The campaign encouraged customers and prospects to:

– Specify their areas of research interest

– Confirm their preferred method of communication (e.g. email, phone web)

– Provide the names of colleagues

– State whether they need immediate help (lead generation).

In return Invitrogen promised only to provide ‘information you want, the way you want’ in future communications. The aim was to establish a long-term, two-way dialogue which rewards academic and scientific customers for paying attention to increasingly relevant messages.

The EMEA iProfile programme involved the processing of over 150,000 contact records on the company’s database. Core information was collected from email, surface mail, telemarketing, web, sales reps and exhibitions to provide targeted, responsive and cost-effective communications.

A systematic email marketing programme encouraged the company’s customers and prospects to complete a profile of themselves online to provide information about their needs and interest areas.

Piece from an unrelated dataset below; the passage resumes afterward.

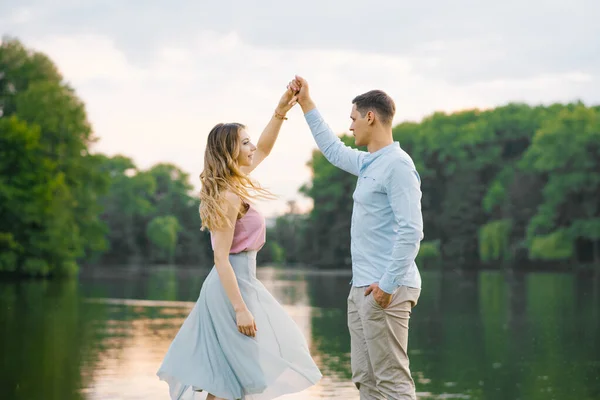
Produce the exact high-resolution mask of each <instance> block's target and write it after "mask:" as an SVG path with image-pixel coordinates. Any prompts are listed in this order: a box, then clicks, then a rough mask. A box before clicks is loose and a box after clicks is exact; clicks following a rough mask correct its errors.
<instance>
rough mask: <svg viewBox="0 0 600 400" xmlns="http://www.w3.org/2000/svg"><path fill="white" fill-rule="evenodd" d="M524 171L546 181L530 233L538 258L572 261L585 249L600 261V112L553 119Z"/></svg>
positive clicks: (597, 261) (588, 109) (532, 249)
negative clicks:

Different incentives were offered to new opt-ins to persuade them to complete personal iProfiles on their interests. In addition a lead generation question was asked on the profile form. Respondents could answer either yes or no and choose from a list of the 25 key product areas. To maximise responses, three successive emails were sent; each mailing was only dispatched to those who did not respond to earlier emails.

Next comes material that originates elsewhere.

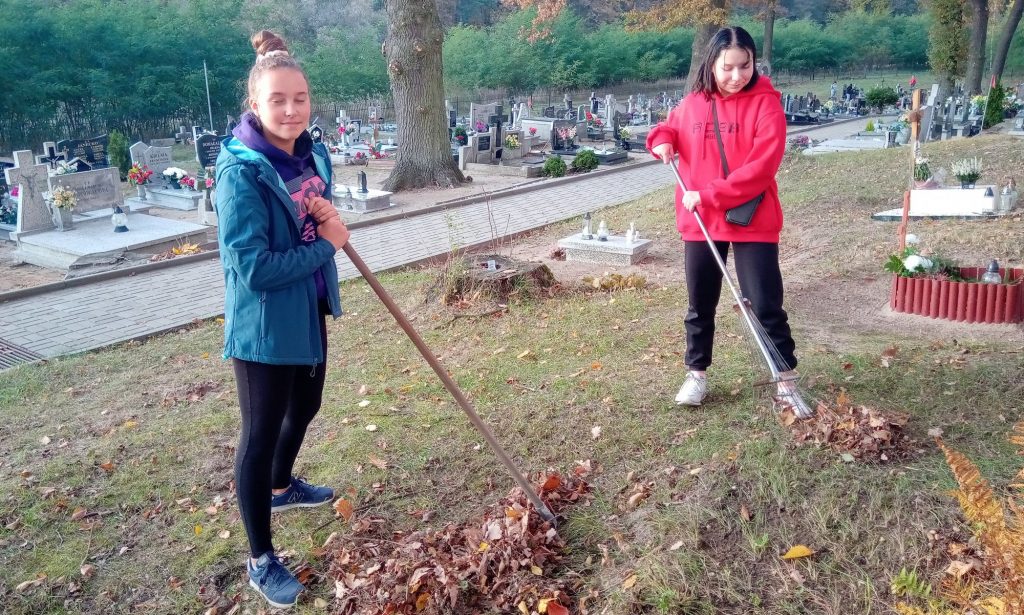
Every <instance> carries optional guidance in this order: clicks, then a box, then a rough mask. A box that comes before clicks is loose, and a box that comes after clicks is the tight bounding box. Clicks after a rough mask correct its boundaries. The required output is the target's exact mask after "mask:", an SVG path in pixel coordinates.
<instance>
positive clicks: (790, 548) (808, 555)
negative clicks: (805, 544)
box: [782, 544, 814, 560]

The second phase of the campaign was reinforced with telemarketing in five languages to help identify additional qualified contacts and email addresses within the target market. In addition, sales and technical support staff were offered incentives to collect iProfile information. Finally, an exhibition web kiosk was developed to collect data at events across EMEA.

The response was astounding. A dynamic database has been constructed of contacts who have opted in to receive information. Data on 104,000 contacts (67 per cent) has been cleaned and enhanced while 6262 new decision-making contacts referred by their colleagues have been added to the database. Information about 60 per cent of the contacts has been enhanced automatically and 26,000 new email addresses have been automatically added. A total of 29 per cent of contacts updated their iProfile themselves.

Using iProfile increased the number of emails opened by 15 per cent while the number of recipients moving onto the website increased from three per cent to five per cent. Online purchasing substantially increased as subsequent emails were better targeted. The programme generated 3571 sales leads of which 2427 were classified as primary leads. The response was particularly impressive given that the marketing activity was not actively pushing any product offers or promotions.

Invitrogen is now rolling out the same iProfile programme in the US and Canada in order to offer customers worldwide the opportunity to specify precisely what life science information they want to receive.

Through iProfile Invitrogen can easily segment lists sending those who have opted in only highly relevant information. Invitrogen now has a platform for building a regular and highly personalised dialogue with contacts which directly relates to their individual areas of research interest.